Francesco Ticciati (20 December 1893 – 10 February 1949) was an Italian composer, concert pianist, piano teacher and lecturer.

==Life==
Born in Rome, he studied at the Accademia Nazionale di Santa Cecilia, studying piano with Francesco Baiardi, conducting with Giacomo Sentaccuoli and composition with Ottorino Respighi.

Around the end of the First World War, Francesco came to England and in 1920 he married Maria Stierli, with whom he had a daughter, Maeve, and a son, Niso.

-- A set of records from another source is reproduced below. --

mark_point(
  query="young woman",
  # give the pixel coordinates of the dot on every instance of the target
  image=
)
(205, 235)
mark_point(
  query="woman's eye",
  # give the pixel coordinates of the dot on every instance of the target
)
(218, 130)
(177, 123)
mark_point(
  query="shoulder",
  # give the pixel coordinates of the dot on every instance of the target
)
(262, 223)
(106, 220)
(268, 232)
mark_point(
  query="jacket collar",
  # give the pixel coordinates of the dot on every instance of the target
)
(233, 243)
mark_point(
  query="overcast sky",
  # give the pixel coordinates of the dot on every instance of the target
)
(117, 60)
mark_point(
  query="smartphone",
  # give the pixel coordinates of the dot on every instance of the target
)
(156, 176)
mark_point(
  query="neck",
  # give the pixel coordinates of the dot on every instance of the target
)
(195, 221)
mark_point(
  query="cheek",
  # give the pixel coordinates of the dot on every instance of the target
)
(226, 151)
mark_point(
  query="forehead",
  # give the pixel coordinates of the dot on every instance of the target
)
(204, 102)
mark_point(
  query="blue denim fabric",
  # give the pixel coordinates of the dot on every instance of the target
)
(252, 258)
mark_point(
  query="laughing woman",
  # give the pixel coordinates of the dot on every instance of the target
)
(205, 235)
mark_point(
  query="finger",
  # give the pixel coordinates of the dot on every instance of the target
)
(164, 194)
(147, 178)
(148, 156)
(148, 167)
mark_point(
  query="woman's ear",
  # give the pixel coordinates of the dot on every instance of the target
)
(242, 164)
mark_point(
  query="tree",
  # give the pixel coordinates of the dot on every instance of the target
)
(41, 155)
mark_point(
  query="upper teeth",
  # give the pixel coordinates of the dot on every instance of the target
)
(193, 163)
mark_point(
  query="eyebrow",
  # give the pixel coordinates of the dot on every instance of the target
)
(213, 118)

“On 21 September 1920 he played Mendelssohn's First Concerto, and on 9 October of the same year the Busoni transcription of Liszt's Rhapsodie espagnole, a week later making his recital debut at the Wigmore Hall; that programme contained favourite pieces he was still playing 20 years later - Bach's Italian Concerto, Beethoven's 'Waldstein' Sonata, Chopin's Cjt minor Scherzo, Berceuse, Fantasy- Impromptu and Al> Polonaise, and the three of Liszt's Paganini Etudes - Capriccio, La chasse, …[and] La campanella.”

On the first night of the 1921 Prom season, Francesco contributed with the Weber Konzertstück. He performed again on the 25 August and premiered his Poema gregoñano, "a three-movement concerto composed in London at the end of the previous year to show how the Gregorian tones, which look back to the ancient Greeks, could still be used." He continued to play at the Proms for many years to come, performing Beethoven’s ‘Emperor’ Concerto, Busoni’s Liszt transcription, and his own much-admired Poema gregoñano amongst others.

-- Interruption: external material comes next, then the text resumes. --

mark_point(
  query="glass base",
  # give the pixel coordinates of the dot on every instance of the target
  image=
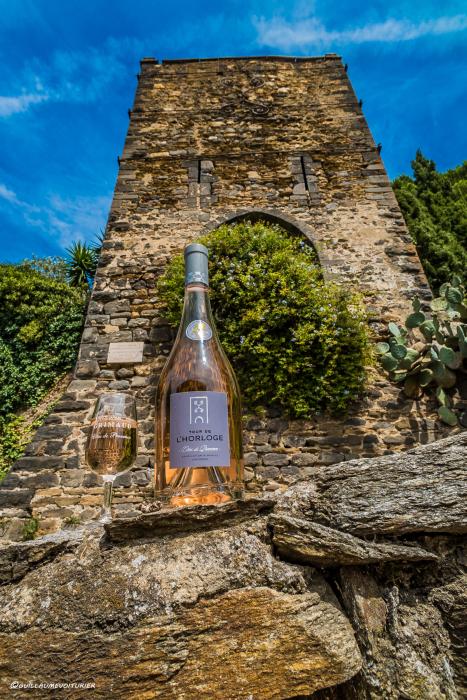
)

For a time he was music director at Teatro dei Piccolo (the famous Marionette company founded by Vittorio Podrecca in 1923). During this period he also made many powerful performances in England, including both as pianist and composer at Robert Newman’s Promenade Concerts at the Queen’s Hall, with Sir Henry Wood conducting.

In 1927 he formed a trio, The Philharmonic Trio, including the flautist Albert Fransella (1865–1935), later Robert Murchie (1884-1949) and Leon Goossens (1897–1988), for whom he composed a concerto that was later conducted by Sir Thomas Beecham in 1929. Other partners included Angel Grandi, Frida Dancyger and Manilo Di Veroli.

In January 1937 The Musical Times recorded him passing the written examination for Doctor of Music at London University, via Trinity College, his exercise was a Symphony in F.

Francesco became a British citizen in 1936, in 1942 he became a lecturer to the troops on music. The BBC proceeded to offer him a sizable retainer of £800 to cover all broadcasting he might wish to do, however, Francesco declined the offer, saying he needed more time for composing.

In his later years, he settled in Amersham, where he lived at The Music Studio, Chestnut Close, until he died in 1949. He was a prominent figure within the music crowd of Amersham, often teaching and giving talks.

In an article titled ‘The Birth of a Dynasty: Remembering Francesco Ticciati’ the writer Leo Black comments; ‘The name has been associated with art forms since the time of the sculptor and architect Girolamo Ticciati (1671–1744)

His son Niso Ticciati (1924–1972) was a composer and arranger, his grandchildren include the designer Giovanna Ticciati and his great-grandchildren include the violinist Hugo Ticciati and conductor Robin Ticciati. Robin Ticciati made his debut at The Proms as a conductor in 2010 at the age of 27.